La délicatesse des adultes ne devrait pas priver les éducateurs bien intentionnés de leur travail ou priver les enfants de la possibilité d’accéder à des livres susceptibles de changer leur vision de la lecture, du monde ou d’eux-mêmes. Et pourtant, nous sommes là, à regarder cela se produire encore et encore, avec des cibles de plus en plus ridicules. Prenons deux exemples récents.

Le 6 avril, l’auteur Jason Tharp se préparait à lire son livre aux élèves d’une école primaire de l’Ohio lorsqu’il a reçu un appel du directeur lui disant qu’il ne pouvait pas. Le titre du livre de Tharp : “It’s Okay to Be a Unicorn!” Le livre est décrit en ligne comme “une histoire inspirante sur la magie arc-en-ciel de la gentillesse”. Tharp a déclaré au Washington Post qu’il avait écrit le livre pour rappeler aux enfants “qu’il est normal d’être différent”.

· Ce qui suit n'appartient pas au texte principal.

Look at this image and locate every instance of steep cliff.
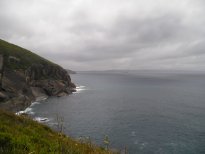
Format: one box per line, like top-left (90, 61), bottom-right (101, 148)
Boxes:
top-left (0, 40), bottom-right (75, 111)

Un mois auparavant, un directeur adjoint du Mississippi avait été licencié après avoir lu le livre pour enfants “J’ai besoin d’un nouveau cul!” aux élèves de seconde. Le livre raconte l’histoire d’un garçon qui découvre que son derrière a une fissure et part à la recherche d’un remplaçant. C’est censé être idiot. Il est censé faire rire les enfants et leur montrer que la lecture peut être agréable. La lettre de résiliation de Price, qui a été rendue publique, décrit les sujets du livre comme “inappropriés”.

Les étagères de mes enfants sont remplies de livres stupides et merveilleux qui, oui, dans certains cas, contiennent des blagues sur les fesses et les pets. Ces étagères contiennent également des livres qui leur enseignent la faune, la mythologie et la capacité humaine de créativité, de mal et de gentillesse. J’ai deux fils en âge d’aller à l’école primaire et ils sont tous deux des lecteurs voraces. Je ne leur cache aucun livre pour enfants. Si jamais ces livres abordent des sujets qui, je pense, soulèveront des questions, nous les lisons ensemble et discutons.

Johnson a déclaré qu’elle accueillait les parents lisant son livre avec leurs enfants. Elle reconnaît que le sujet soulèvera des questions et elle pense qu’un adulte de confiance devrait être là pour offrir des réponses. Pour rendre le livre plus accessible, elle travaille à le faire traduire en espagnol, arabe et français.

Elle continue également d’essayer de trouver des opportunités pour atteindre les enfants, qu’ils vivent dans l’État où elle a grandi ou dans des pays qu’elle n’a pas encore visités.

Pour son 50e anniversaire à venir, Johnson prévoit de se rendre à Carthagène, en Colombie. Pendant son séjour, elle passera du temps à explorer la région avec des amis et à faire la fête. Elle visitera également des écoles élémentaires, lira son livre aux élèves et les guidera dans un chant qui, espère-t-elle, les aidera à rester en sécurité.